O presidente dos Estados Unidos, George W. Bush, autorizou os ataques na manhã de ontem, 10 anos depois de uma coalizão liderada pelos Estados Unidos e organizada por seu pai ter expulsado tropas iraquianas do Kuwait. Em Washington, um porta-voz do Pentágono informou que a missão era um ‘‘ataque de rotina’’ com o objetivo de destruir sistemas de radar que elevavam a capacidade do Iraque de ameaçar aviões de combate britânicos e norte-americanos – alguns deles localizados fora da ‘‘zona de exclusão aérea’’ sulista.

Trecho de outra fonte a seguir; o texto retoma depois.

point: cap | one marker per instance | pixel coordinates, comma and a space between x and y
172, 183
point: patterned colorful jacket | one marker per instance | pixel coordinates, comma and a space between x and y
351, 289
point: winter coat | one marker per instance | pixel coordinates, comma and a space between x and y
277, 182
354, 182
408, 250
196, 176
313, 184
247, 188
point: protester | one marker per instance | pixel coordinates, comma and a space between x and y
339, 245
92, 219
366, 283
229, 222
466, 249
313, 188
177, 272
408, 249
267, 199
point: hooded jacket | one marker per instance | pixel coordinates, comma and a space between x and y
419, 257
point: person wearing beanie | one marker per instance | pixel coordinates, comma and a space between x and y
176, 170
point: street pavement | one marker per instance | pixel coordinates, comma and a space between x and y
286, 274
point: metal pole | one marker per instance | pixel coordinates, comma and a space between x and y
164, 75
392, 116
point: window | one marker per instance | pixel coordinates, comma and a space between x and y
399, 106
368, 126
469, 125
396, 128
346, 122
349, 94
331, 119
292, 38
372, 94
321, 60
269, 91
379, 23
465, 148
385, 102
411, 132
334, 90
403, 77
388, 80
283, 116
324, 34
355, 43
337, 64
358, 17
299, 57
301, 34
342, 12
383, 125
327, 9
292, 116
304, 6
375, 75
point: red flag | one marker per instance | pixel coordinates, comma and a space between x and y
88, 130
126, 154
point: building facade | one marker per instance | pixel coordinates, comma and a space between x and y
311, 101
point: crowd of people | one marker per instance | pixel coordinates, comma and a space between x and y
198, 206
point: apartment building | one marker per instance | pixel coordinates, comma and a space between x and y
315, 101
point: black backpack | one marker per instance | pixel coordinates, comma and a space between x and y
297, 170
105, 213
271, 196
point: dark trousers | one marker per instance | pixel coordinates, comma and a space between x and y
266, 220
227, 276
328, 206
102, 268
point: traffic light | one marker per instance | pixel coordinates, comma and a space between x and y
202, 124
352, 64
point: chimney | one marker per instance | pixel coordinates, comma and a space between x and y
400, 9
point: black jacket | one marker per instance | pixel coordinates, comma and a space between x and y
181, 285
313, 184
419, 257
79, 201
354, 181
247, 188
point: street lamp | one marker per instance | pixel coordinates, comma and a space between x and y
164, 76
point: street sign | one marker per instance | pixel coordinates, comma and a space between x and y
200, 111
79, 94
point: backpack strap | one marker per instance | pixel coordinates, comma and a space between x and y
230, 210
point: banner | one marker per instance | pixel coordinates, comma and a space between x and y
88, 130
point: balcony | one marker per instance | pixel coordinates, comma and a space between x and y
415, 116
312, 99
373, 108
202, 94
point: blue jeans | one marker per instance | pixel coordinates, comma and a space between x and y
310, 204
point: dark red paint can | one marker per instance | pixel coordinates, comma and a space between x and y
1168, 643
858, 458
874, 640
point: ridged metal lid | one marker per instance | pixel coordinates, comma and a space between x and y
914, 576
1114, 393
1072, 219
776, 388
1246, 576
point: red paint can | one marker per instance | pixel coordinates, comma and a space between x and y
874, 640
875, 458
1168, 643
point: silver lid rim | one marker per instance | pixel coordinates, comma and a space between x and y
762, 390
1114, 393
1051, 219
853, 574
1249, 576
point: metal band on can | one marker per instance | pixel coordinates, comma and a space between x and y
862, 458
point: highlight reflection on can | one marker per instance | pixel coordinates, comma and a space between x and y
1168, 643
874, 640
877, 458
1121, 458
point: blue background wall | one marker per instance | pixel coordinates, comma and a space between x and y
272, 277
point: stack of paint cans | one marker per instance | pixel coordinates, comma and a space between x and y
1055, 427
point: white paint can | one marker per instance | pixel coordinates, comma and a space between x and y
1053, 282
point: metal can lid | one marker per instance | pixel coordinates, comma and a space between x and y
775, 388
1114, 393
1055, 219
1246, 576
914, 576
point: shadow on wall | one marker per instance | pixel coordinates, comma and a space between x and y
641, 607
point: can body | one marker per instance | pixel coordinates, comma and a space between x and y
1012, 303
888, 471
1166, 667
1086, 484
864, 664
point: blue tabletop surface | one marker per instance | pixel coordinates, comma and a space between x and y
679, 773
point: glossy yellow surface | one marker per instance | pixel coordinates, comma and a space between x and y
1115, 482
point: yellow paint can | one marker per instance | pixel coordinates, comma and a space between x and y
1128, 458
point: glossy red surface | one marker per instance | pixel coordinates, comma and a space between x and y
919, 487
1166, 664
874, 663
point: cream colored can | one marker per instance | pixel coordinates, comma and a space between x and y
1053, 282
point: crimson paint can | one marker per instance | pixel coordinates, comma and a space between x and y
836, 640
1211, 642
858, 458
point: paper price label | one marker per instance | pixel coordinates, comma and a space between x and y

Em Bagdá, sirenes começaram a soar por volta das 21 horas locais, logo depois de explosões de armas antiaéreas nos extremos sul e oeste da cidade de mais de 5 milhões de habitantes. Cerca de 50 minutos depois foi anunciado o fim dos ataques aéreos. As pessoas começaram a sair lentamente às ruas mas logo voltaram a suas casas. Autoridades iraquianas não informaram imediatamente sobre danos e vítimas. Entretanto, de acordo com a tevê iraquina, cinco pessoas morreram e um número não definido sofreu ferimentos.
As sirenes de Bagdá haviam soado pela última vez em 24 de fevereiro de 1999, quando aviões de combate anglo-americanos atacaram alvos dentro da zona de exclusão aérea ao sul da capital, matando e ferindo várias pessoas.
O bombardeio de ontem foi o primeiro contra alvos fora da zona de exclusão aérea sulista desde dezembro de 1998, quando aviões norte-americanos e britânicos sustentaram uma campanha aérea de quatro dias contra o Iraque, informou o Pentágono.